Lillian Backhouse was walking towards us with one of her own children in tow, and our two. All the children had wet hair, fiercely brushed in the same way. Harry carried a book, as usual. The wife wanted him at the Grammar school, so that he’d become a good citizen (and rich into the bargain), for which he’d have to be coached up in Latin and Greek, at a longer cost than we could really afford. Lillian smiled at Lydia, who kissed her, saying, ‘Hello love’, immediately afterwards giving a strange glance back at me. It was all to do with not wanting the children back yet.

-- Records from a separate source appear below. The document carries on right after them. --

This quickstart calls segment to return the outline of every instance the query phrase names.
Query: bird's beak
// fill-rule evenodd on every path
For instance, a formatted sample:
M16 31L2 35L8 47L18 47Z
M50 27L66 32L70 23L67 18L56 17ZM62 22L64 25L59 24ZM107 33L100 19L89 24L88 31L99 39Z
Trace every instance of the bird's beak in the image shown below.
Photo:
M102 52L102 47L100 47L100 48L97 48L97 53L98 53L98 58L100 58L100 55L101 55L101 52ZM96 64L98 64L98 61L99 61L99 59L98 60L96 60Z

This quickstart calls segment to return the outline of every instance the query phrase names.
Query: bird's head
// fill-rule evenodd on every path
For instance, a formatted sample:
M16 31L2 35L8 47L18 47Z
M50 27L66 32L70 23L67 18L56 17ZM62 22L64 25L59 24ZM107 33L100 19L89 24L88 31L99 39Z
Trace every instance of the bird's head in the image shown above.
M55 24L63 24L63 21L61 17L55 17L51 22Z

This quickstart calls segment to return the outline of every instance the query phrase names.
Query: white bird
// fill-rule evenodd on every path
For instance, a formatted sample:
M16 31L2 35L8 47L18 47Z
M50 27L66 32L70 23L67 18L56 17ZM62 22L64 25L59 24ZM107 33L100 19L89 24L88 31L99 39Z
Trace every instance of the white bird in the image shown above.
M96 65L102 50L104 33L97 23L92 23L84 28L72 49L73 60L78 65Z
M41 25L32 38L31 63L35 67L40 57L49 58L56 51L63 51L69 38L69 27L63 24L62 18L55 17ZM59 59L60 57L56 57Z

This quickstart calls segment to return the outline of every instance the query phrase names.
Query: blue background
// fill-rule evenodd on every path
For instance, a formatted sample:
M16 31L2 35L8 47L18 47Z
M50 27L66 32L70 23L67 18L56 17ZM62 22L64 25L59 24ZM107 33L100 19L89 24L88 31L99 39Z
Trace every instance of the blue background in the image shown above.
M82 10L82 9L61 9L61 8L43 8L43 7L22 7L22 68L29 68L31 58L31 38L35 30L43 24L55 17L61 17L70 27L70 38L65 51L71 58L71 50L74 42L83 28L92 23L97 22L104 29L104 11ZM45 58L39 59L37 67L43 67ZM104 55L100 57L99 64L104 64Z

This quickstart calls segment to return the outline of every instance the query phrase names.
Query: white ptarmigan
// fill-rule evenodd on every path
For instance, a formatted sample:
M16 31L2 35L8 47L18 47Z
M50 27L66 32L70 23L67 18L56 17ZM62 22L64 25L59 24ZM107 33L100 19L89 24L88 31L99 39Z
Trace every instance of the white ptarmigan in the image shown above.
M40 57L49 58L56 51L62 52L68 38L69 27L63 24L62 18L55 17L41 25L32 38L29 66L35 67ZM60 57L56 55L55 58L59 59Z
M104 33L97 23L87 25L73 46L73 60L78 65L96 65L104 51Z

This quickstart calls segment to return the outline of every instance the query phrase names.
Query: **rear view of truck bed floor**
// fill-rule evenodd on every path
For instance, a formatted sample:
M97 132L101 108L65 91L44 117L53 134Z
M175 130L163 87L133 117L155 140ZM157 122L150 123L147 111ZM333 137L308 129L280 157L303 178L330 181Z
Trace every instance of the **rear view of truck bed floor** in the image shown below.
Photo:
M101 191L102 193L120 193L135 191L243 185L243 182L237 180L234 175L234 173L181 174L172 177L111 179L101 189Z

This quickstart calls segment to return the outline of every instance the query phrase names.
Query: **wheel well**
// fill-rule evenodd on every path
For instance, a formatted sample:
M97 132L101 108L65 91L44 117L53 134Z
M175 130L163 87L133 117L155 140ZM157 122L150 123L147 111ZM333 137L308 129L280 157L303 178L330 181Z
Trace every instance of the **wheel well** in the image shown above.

Harry and Sylvia came rushing up to us, and the wife – her strange mood continuing – said straightaway, ‘Your father’s signed up for the army.’

‘Not yet,’ I said.

‘He means to do it tomorrow,’ said the wife.

I looked at Lillian Backhouse, and she didn’t know what to say. Her husband, Peter, was over forty and worn out from digging graves, so I didn’t think he’d be going off. Young Sylvia was looking at me curiously.

‘Do you want to get killed?’

‘I will definitely not get killed,’ I said.